I used to cry myself to sleep every night. I walked around the cold city of Chicago feeling lifeless, numb and bored with life. I would obsess over my day, and feel tremendous guilt and anxiety tied to my eating disorders, drug addictions, poor choices in men, and misery about staying in a job I hated. I would do whatever I could to avoid the sinking feeling that I hated my life.
以前我每天晚上都哭着睡觉。我在芝加哥这个寒冷的城市里走来走去,感觉自己毫无生气、麻木,并觉得人生无趣。我担心自己的每一天,因为饮食失调、药物上瘾、男友很差、痛苦地做着讨厌做的工作而感到巨大的内疚和焦虑。我会做任何事情来避免自己讨厌生活的那种糟糕感觉。
Today my life is much different than the depressed girl, forever exhausted from her tears. Today I am happy, healthy and in love with life and with myself.
现在我的生活和那个郁闷女孩的生活有了很大的不同,不再因泪水而疲惫不堪。现在我很开心、很健康、热爱生活、喜欢自己。

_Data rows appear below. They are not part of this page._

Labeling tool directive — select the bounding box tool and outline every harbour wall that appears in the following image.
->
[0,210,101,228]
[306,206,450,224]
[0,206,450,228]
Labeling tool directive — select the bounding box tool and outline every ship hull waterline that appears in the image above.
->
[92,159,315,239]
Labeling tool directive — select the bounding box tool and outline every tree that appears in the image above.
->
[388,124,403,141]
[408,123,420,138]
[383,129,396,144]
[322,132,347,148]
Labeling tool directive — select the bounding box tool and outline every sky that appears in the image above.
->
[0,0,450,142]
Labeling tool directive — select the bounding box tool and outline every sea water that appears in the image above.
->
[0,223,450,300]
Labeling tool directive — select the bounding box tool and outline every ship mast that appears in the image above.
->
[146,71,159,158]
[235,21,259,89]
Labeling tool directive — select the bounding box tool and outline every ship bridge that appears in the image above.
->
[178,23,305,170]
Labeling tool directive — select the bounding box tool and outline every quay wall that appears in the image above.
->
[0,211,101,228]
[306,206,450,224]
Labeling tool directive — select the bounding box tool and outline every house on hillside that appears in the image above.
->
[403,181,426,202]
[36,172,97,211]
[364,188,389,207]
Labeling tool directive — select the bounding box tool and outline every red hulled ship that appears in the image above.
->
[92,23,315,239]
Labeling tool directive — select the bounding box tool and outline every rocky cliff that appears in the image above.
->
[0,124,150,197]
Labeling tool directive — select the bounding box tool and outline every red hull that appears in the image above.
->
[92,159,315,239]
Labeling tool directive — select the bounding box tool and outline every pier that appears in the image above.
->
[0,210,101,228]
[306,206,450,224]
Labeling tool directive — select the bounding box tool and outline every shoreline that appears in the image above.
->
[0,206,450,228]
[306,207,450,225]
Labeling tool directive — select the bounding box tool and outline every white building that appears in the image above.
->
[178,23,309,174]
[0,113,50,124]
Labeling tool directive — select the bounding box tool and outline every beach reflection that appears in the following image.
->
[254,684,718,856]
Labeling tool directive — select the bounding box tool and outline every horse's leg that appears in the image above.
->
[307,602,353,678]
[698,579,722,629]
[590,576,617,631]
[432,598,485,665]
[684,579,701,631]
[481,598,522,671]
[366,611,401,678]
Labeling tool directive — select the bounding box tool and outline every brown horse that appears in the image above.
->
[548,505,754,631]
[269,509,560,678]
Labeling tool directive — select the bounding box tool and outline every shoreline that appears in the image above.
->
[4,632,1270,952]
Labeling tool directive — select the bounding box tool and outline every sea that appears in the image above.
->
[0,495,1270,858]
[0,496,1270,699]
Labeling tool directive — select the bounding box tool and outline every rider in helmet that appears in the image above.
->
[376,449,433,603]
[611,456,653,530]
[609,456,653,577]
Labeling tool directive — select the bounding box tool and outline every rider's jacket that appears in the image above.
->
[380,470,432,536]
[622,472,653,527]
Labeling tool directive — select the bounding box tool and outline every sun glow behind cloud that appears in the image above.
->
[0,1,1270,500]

The changes in my life have been important, but the real change isn't about who I have become. I haven't become anyone I wasn't before. I just made it a daily practice to remove the barriers that were keeping me from expressing my true self.
我生活中的改变非常重要,但是真正的改变不是在于我变成了谁。我还是原来的那个我。我只是每天加以练习,除去了那些阻碍我表达真实自我的障碍。